Des stood there a moment in that dingy living room looking down at the baby. More human wreckage that the killer had left behind. First Torry’s little boy, Stevie. Now here were two more children-helpless, clueless, lost. Des took two twenty-dollar bills out of her billfold and tucked them under the beer can Darleen had left on the table. Then she went back outside to her cruiser.

She was just getting in the car when she heard the gunshot.

It came from above the lake.

It came from the direction Des had just come from-Tal Bliss’s house.

She floored it madly back up the hill. She encountered no car on its way down. She saw no one on foot.

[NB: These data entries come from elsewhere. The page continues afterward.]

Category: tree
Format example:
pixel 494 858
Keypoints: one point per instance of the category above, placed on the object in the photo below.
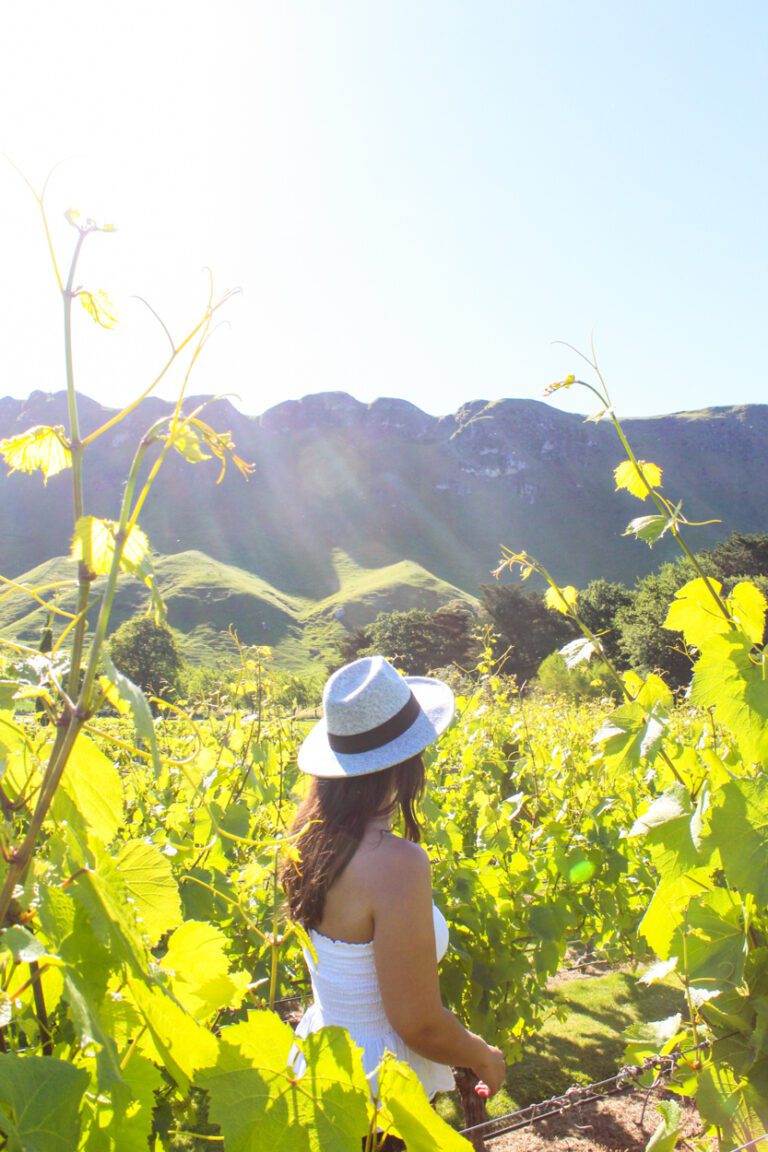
pixel 526 629
pixel 742 554
pixel 418 641
pixel 599 606
pixel 646 644
pixel 147 654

His front door was wide open. She slammed on her brakes and jumped out, her eyes zeroing in on the shrubs that surrounded the house. Then flicking across the road at the neighboring houses. Not a leaf stirred. Not a curtain moved. She went in slowly with her Sig drawn and her back to the wall. Her mouth was dry, her heart racing. She called out his name. She got no response. Only silence. The stereo was off now. It was so quiet in there she could hear the blood rushing in her ears. And the house still smelled of the quiche he had baked for them. She called out his name again. No response.

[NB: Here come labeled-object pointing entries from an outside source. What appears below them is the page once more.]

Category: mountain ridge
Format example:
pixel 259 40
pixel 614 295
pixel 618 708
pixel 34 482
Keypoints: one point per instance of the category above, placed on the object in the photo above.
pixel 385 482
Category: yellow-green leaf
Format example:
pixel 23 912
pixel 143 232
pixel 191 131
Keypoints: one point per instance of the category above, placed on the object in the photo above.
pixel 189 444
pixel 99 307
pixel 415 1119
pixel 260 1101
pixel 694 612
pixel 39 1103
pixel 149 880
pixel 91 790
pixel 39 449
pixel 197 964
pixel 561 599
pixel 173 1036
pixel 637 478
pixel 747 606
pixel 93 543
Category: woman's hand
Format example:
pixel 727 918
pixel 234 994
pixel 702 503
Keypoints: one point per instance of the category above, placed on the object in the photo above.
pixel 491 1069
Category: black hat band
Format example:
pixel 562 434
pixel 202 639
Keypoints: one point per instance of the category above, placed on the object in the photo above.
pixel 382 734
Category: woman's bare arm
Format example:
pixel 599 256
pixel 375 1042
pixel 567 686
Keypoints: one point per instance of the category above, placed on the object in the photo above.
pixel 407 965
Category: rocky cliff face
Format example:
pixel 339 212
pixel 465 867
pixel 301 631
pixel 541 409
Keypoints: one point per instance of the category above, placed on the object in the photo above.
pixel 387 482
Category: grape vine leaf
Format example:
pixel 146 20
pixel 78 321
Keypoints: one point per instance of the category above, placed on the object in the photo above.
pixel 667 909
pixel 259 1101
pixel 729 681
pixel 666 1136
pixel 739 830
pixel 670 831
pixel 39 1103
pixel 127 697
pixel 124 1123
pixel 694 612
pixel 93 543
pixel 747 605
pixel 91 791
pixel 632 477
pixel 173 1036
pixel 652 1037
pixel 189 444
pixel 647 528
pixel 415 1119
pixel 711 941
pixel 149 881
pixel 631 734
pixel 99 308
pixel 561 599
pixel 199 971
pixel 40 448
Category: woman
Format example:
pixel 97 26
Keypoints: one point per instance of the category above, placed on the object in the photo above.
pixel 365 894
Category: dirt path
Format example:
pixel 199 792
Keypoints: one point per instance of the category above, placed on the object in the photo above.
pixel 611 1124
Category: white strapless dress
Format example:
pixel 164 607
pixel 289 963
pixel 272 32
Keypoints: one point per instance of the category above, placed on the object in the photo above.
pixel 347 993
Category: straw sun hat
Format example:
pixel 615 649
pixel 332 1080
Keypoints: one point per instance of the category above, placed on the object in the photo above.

The resident trooper was a very tidy chef. He had put all of their dishes in the dishwasher, refrigerated the leftovers, wiped off the counters, swept up the crumbs. He had written a short, succinct note and left it on the counter under a paperweight of polished stone, his lettering neat and precise: “I did what I thought was right. Just as I am doing now.”

And then Tal Bliss had blown his brains out.

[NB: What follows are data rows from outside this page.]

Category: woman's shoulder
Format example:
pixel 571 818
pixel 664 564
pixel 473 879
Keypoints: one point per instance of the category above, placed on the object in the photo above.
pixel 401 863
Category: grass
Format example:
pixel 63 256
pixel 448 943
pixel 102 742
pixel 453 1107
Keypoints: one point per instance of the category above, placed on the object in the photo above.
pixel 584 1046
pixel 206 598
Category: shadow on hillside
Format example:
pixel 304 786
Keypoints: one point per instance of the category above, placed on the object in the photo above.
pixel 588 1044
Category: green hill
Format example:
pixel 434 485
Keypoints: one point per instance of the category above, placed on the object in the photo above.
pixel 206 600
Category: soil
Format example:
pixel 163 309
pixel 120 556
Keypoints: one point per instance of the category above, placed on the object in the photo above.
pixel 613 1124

He was seated out on the deck at the redwood table where they had just eaten, weapon still clutched in his hand. It was not his service piece. It was a. 38 caliber Smith and Wesson revolver. Des had no doubt that it was the same weapon that had killed Torry Mordarski, Niles Seymour and Tuck Weems. None.

Dirty Harry rubbed up against her ankle now, a low yowl of protest coming from his throat. Des gathered him up in her arms and took him downstairs and closed him in one of the bedrooms. Then she went out to her cruiser to phone it in.

Tal Bliss was tidy, all right. Except that he had left his mess behind for her to clean up. Des was so damned mad at him that she could spit.

CHAPTER 15

THE VILLAGE WENT INTO deep, heartfelt mourning over the death of its long-time resident trooper.

Flags were flown at half-staff at town hall and the fire house and the barber shop. Voices at the market were hushed. Tears were shed, hugs exchanged. Tal Bliss, Mitch discovered, had been one of those rare individuals who virtually everyone seemed to look up to. He was a big brother, a father figure, a friend. Above all, he was one of their own.

And everyone had a story to tell about him.

Dennis shared his when Mitch stopped by the hardware store to pick up two quarts of oil for the truck: Back when Dennis had been something of a wild child, Tal had pulled him over one night at three in the morning. Both Dennis and his high-school girlfriend were high on pot-and holding. Instead of busting them, Tal Bliss had escorted them home, confiscated the dope and never said a word about it to their parents. “He knew we were good kids,” Dennis recalled fondly. “He just wanted to make sure we didn’t screw up big-time.”

This, according to Dennis, was Tal Bliss. Not the deranged killer who had taken three lives before he took his own.

The gun he had used on himself turned out to be the same one that had killed Torry Mordarski, Niles Seymour and Tuck Weems. And he had owned a pair of size-twelve Timberland hiking boots that were an exact match for a shoe print that had been found at the Torry Mordarski murder scene. These were proven facts. But beyond that, no one really understood why Bliss had done what he did. All that he’d left behind in the way of explanation was his two-line handwritten suicide note. Everything else died with him. No one knew anything-except that when Lieutenant Mitry had begun to close in on him, Tal Bliss had chosen to take his own life rather than face the music.